In his discussion, Blake Urban pointed out that a critical part of engine cooling is the transfer of heat from the metal of the engine block to the cooling fluid, with plain water being a better transfer agent than antifreeze. Although I have no personal experience, I understand that there is a product on the market called Water Wetter, or something like that. Water Wetter is added to the cooling system fluid, presumably in addition to antifreeze, to improve the transfer of engine heat to the coolant. I heard some discussion of Water Wetter at the Winston-Salem GT last year, and those who tried it claimed that their MGAs ran noticeably cooler. I haven’t checked on the availability of Water Wetter, if that is what it is called, but I believe that Moss is, or was, offering it. Also, if it is that good, it should be available in auto parts stores. Next, time I am in Pep Boys I’ll check it out.

7 thoughts on “Engine Cooling

  1. Comment by: Fred Woller

    If your having trouble installing the air hoses, join a car club and ask some friends to help . It shouldn’t take more than 20 to 30 minuted.

  2. Comment by: David Quinn

    I believe the best solution is a new radiator. If you have a 7 pound cap, tried Water Wetter, etc. I would buy a new one. The new replacements have 3 rows whereas orig had 2. That’s a 50% improvement. I got mine from Cecilia ….. After she insisted it would cure my issues and she was right.

  3. Comment by: Morris Sulatyski

    I’ve had heating problems with my MGA for 50 years…I’ve tried electric fans and oil coolers but they did not solve the problem. I have had better results from the addition of Water Wetter and a radiator shroud. Not an awful lot, but every little bit counts when you are sitting at a red light and watching that temperature guage climb!

  4. Comment by: Michael Burgess

    I have a technical question regarding the air hoses that mount behind the grill and go each side of the radiator bulkhead. I have an oil cooler mounted in front of my radiator, do I remove it to install the air hoses and then reinstall or is there another method?

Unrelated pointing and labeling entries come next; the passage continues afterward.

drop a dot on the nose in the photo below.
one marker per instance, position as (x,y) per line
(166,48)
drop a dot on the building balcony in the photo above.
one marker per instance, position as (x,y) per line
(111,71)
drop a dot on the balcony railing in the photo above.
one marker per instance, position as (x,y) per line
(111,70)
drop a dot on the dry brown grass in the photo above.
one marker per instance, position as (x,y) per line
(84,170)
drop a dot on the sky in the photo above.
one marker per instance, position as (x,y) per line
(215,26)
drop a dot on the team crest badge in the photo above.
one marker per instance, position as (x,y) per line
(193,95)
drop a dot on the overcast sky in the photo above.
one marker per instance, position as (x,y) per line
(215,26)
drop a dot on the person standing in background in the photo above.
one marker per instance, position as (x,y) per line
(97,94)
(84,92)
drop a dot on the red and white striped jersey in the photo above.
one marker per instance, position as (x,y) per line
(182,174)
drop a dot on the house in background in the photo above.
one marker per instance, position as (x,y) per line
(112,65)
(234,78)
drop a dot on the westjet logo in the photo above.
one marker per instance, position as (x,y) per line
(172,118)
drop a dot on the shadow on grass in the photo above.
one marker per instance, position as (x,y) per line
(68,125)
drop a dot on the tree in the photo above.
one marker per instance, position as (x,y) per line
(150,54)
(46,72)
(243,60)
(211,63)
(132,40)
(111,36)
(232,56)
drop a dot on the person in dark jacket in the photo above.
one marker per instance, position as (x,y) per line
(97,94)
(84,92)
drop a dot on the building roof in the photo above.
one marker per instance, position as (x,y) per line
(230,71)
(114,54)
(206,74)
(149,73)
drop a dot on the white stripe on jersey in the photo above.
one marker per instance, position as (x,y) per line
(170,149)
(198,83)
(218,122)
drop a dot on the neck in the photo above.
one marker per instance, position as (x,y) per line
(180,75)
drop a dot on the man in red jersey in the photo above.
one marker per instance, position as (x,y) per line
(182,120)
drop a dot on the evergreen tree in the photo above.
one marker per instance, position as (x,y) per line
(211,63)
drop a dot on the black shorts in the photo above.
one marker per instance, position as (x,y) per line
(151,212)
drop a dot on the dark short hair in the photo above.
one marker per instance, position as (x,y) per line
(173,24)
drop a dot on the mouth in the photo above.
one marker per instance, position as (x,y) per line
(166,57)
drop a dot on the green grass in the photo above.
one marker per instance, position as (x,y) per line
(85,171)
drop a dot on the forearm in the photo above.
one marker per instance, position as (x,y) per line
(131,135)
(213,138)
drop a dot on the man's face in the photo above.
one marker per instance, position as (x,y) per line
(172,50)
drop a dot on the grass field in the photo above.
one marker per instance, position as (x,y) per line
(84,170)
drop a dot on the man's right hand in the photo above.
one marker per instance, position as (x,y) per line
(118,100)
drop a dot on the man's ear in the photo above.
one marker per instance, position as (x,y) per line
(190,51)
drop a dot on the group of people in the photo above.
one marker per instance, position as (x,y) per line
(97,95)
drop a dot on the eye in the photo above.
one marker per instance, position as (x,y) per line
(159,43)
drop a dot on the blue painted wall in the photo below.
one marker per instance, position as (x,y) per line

  5. best thing i ever did to help with engine temp, is to put in an alluminum radiator (about 300.$) , install 7 blade plastic fan , use fan shroud , use new antifreeze and water wetter .my car now has a love affair with me. Before all the instalations running temp of car was always between 200-and 220. Now we usually maintain 175-190 when driving. just rememberthat since fan is belt driven, when your at a traffic light the temp will normally go higher untill light turns green . temp should return to normal once water pump is moving water through engine at regular pace.